China's economy expanded 4.9 percent year on year in the third quarter, and went up 1.3 percent on a quarter-on-quarter basis. It grew 5.2 percent year on year in the first three quarters of 2023, according to the National Bureau of Statistics.

Lardy, an expert on the Chinese economy, noted that the quarterly growth of 1.3 percent is almost two-thirds more than that of 0.8 percent in the second quater.

"Per capita disposable income continues to grow more rapidly than GDP per capita and per capita consumption continues to grow more rapidly than per capita disposable income -- continuing trends of the first half that I identified in August as positive and counter to the increased saving/household uncertainty hypothesis," said Lardy.

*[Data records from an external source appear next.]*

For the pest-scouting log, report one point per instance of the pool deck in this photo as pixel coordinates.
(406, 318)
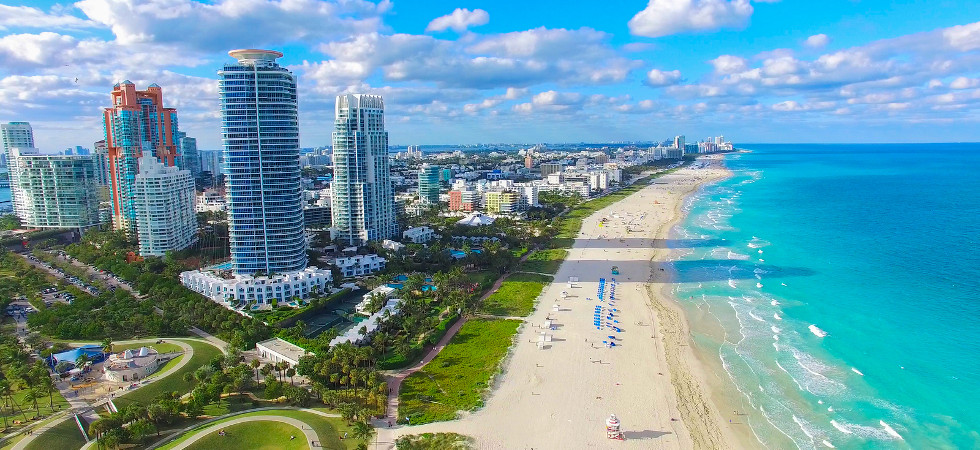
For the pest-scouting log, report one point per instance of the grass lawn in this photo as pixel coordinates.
(458, 378)
(516, 295)
(203, 352)
(64, 435)
(483, 278)
(28, 406)
(254, 435)
(544, 261)
(329, 429)
(165, 347)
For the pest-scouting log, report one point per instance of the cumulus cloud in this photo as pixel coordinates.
(667, 17)
(232, 24)
(659, 78)
(459, 20)
(30, 17)
(817, 41)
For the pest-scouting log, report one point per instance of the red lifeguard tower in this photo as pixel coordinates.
(612, 428)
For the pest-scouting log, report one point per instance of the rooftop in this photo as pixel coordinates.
(284, 348)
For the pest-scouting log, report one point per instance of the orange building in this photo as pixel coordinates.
(136, 122)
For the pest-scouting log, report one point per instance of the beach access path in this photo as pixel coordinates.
(395, 378)
(559, 396)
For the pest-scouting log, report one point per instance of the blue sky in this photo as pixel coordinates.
(518, 71)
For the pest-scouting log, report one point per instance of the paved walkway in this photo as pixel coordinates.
(87, 410)
(395, 379)
(311, 435)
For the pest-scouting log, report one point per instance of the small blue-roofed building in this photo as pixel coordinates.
(92, 352)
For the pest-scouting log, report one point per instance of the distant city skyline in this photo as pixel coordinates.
(756, 71)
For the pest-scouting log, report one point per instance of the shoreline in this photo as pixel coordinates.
(695, 373)
(560, 396)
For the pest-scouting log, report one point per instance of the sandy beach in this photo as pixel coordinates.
(559, 396)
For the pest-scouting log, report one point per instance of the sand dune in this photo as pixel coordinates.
(559, 397)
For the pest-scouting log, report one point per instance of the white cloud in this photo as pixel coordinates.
(964, 83)
(29, 17)
(667, 17)
(459, 20)
(817, 41)
(963, 37)
(658, 78)
(728, 64)
(232, 24)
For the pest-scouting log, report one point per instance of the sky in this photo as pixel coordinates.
(517, 71)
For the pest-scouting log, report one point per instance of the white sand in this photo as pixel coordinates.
(559, 397)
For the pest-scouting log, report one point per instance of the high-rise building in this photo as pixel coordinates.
(164, 204)
(136, 123)
(263, 197)
(550, 168)
(189, 158)
(260, 131)
(53, 191)
(101, 158)
(429, 184)
(16, 135)
(363, 203)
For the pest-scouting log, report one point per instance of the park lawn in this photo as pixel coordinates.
(165, 347)
(60, 404)
(203, 352)
(329, 429)
(458, 378)
(516, 295)
(257, 435)
(64, 435)
(544, 261)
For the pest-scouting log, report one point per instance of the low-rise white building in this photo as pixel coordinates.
(240, 291)
(418, 235)
(394, 246)
(279, 350)
(358, 265)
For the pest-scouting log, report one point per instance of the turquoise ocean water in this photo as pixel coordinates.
(839, 288)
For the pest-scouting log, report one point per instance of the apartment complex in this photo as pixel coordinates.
(136, 123)
(362, 207)
(260, 131)
(53, 191)
(429, 184)
(164, 206)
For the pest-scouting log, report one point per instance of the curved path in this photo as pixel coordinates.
(88, 410)
(311, 435)
(395, 378)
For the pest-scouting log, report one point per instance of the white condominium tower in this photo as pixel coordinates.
(362, 203)
(163, 201)
(53, 191)
(15, 135)
(260, 130)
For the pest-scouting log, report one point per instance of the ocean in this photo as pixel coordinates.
(839, 288)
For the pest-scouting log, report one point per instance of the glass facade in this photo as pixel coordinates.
(260, 131)
(362, 200)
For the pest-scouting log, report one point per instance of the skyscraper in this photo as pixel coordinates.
(136, 123)
(363, 203)
(53, 191)
(164, 204)
(260, 131)
(189, 158)
(429, 184)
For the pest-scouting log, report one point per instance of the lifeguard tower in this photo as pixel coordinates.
(612, 428)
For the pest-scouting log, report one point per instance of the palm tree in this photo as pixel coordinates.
(255, 366)
(362, 430)
(106, 346)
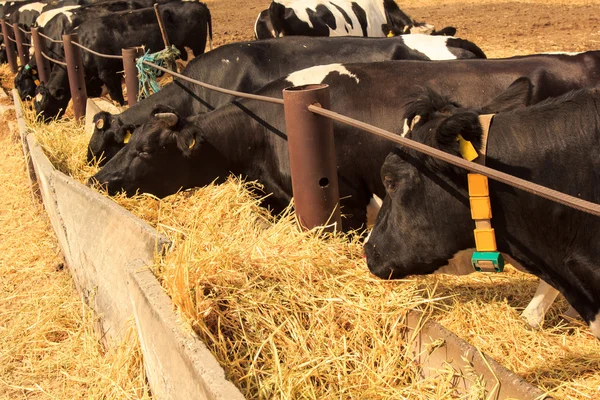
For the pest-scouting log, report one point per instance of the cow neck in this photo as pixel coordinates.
(486, 258)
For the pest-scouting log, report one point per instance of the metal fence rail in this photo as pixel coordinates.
(128, 57)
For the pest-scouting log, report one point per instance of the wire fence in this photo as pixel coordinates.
(545, 192)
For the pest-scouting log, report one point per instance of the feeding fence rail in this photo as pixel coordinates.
(308, 123)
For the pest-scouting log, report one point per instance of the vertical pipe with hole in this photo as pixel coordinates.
(22, 50)
(76, 77)
(10, 50)
(39, 47)
(312, 157)
(131, 78)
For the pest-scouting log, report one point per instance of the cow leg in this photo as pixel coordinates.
(539, 305)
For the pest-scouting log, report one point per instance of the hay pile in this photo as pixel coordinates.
(289, 314)
(48, 346)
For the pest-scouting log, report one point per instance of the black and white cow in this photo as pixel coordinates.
(373, 18)
(185, 23)
(247, 66)
(248, 137)
(425, 217)
(60, 20)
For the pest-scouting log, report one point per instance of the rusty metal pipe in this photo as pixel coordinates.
(312, 157)
(10, 51)
(39, 46)
(131, 78)
(76, 77)
(22, 51)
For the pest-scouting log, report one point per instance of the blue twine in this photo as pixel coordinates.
(147, 75)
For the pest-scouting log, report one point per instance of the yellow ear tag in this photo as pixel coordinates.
(467, 150)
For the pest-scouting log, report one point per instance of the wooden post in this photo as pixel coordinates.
(76, 77)
(10, 50)
(312, 157)
(42, 65)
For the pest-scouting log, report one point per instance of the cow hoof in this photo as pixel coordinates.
(571, 314)
(534, 319)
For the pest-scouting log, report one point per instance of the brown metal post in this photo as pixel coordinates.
(161, 25)
(39, 46)
(76, 78)
(10, 50)
(131, 79)
(312, 157)
(21, 49)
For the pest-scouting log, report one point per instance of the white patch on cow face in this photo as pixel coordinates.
(373, 210)
(316, 75)
(434, 47)
(46, 16)
(459, 264)
(595, 326)
(539, 305)
(32, 7)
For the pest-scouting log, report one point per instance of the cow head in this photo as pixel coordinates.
(110, 135)
(425, 217)
(27, 81)
(164, 155)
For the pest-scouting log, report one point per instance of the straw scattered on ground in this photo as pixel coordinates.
(288, 312)
(48, 348)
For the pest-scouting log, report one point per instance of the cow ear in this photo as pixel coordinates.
(187, 140)
(517, 95)
(162, 109)
(447, 31)
(465, 124)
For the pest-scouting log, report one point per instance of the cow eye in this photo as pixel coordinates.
(390, 184)
(146, 151)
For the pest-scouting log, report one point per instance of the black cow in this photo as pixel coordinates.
(60, 20)
(248, 66)
(186, 25)
(425, 217)
(373, 18)
(249, 140)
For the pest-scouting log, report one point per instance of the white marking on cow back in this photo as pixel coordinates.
(46, 16)
(434, 47)
(32, 7)
(317, 74)
(374, 10)
(539, 305)
(595, 326)
(564, 53)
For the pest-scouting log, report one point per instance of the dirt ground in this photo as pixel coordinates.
(500, 28)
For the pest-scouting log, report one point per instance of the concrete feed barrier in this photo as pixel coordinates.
(108, 251)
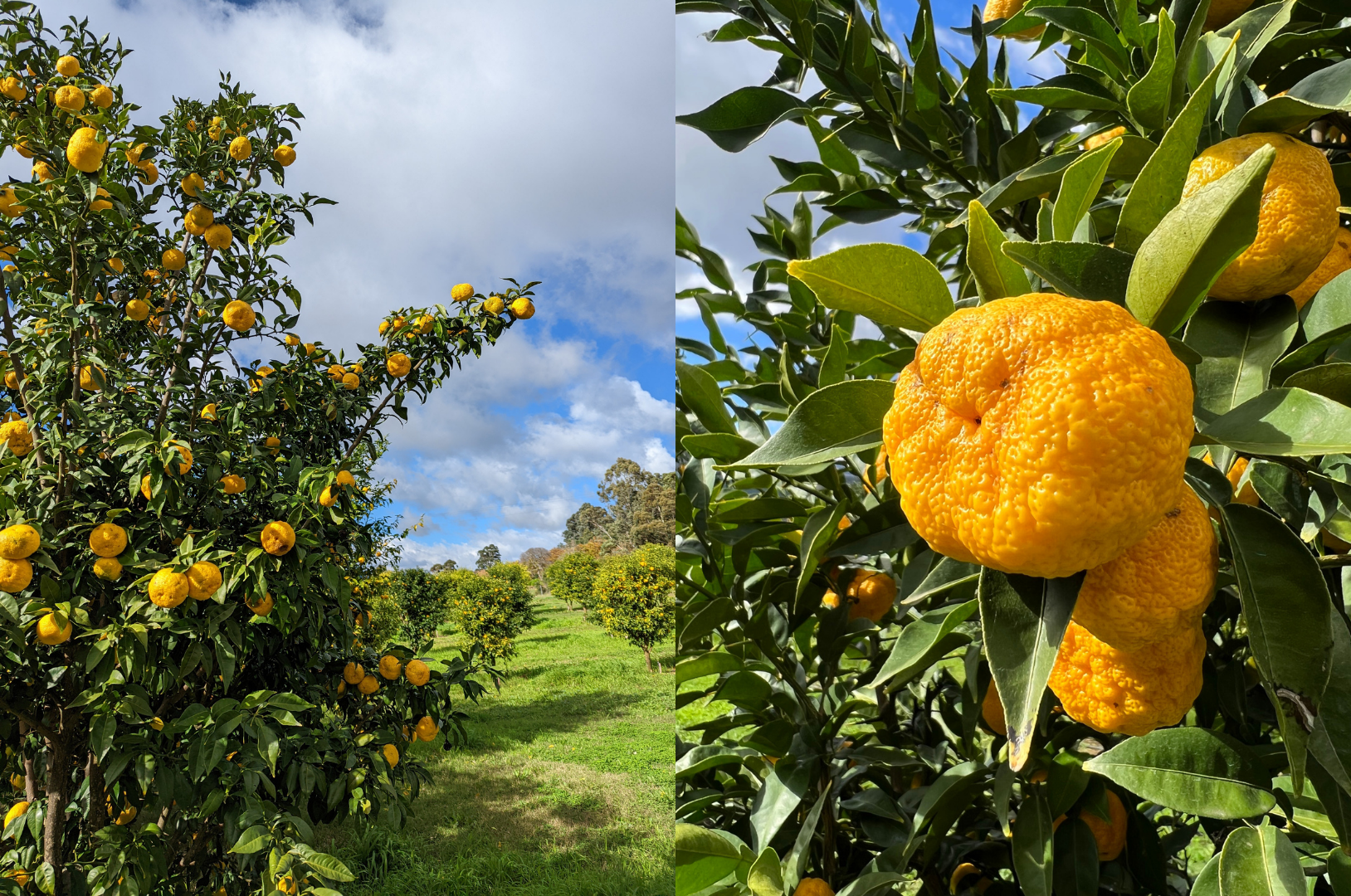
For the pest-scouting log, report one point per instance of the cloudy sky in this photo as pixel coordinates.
(466, 142)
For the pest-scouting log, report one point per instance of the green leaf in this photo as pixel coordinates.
(1150, 99)
(1187, 253)
(1080, 187)
(742, 116)
(1316, 96)
(251, 841)
(1285, 423)
(1238, 342)
(1062, 92)
(1023, 621)
(1075, 859)
(886, 283)
(828, 423)
(996, 275)
(914, 648)
(1260, 861)
(1085, 270)
(1034, 845)
(1329, 380)
(703, 857)
(720, 446)
(1158, 188)
(701, 395)
(1193, 771)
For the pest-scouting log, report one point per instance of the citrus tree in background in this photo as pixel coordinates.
(634, 597)
(1015, 562)
(183, 698)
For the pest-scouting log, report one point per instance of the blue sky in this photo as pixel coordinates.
(465, 142)
(718, 192)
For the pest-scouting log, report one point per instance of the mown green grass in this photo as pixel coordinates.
(565, 788)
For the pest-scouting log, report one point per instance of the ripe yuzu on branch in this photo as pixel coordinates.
(1006, 434)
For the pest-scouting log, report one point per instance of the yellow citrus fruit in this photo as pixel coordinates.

China's core consumer price index (CPI), which excludes volatile food and energy prices, went up 0.8 percent year on year in September. "Producer goods prices continue to fall, but at slower pace. Little support for the deflation hypothesis," said Lardy.

The veteran China watcher also noted that private investment in the first three quarters fell by 0.6 percent about the same pace as earlier, but private investment excluding property grew at 9.1 percent, slightly below the 9.4 percent reported for the first half.

Private investment excluding property continues to grow more rapidly than state investment, Lardy said, adding there is "little support for general private sector uncertainty slowing growth."

"Property investment continues to slow, which I regard as a good thing, a much needed correction," he said.